At the Worldwide Developers Conference 2024, Apple presented the new AI platform “Apple Intelligence” – and the showpiece was to be a new generation of Siri with AI support. But nothing came of it: at the beginning of 2025, Apple had to announce that the introduction would be postponed to 2026. During this time, the internal developments probably did not go as planned, because at the beginning of 2026 the company finally announced that it wanted to use Google Gemini instead of its own development. But the effort to integrate Google Gemini now also appears to be plagued by difficulties, as Bloomberg’s Mark Gurman reports.
Delivery across multiple versions
Apple originally aimed to finally be able to deliver the new functions to customers with iOS 26.4 and macOS 26.4. The new versions should appear in the final version in March or April 2026. But according to Gurman, some developments are behind schedule – and Apple now wants to gradually deliver the features across several operating system versions. Some new functions will be activated with iOS 26.5, which will probably be released in the summer – but others will not be activated until iOS 27 in autumn 2026.

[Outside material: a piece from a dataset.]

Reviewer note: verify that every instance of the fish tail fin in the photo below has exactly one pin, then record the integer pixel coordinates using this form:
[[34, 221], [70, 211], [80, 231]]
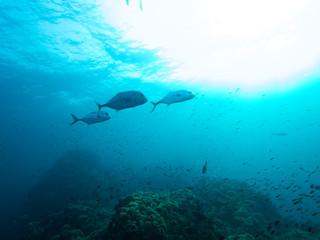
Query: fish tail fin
[[154, 106], [99, 106], [75, 119]]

Access to personal data is the biggest problem
In the summer of 2024, Apple demonstrated at WWDC how Siri evaluates the user’s personal data and analyzes messages, emails and calendar entries to assist the user with daily tasks. But according to Gurman, it is precisely this very useful function that is causing major problems – and could come onto the market much later. Furthermore, the development of possible voice control of apps is also said to be problematic.
Public failure
In the company’s recent history, it has rarely happened that previously announced projects were significantly delayed or even failed. Artificial intelligence is currently the main topic in the IT world – and market observers and customers agree that Apple has lost touch with the competition. The Apple world received very mixed feelings about the fact that the company had not managed to develop competitive AI models internally and had to resort to Google Gemini instead.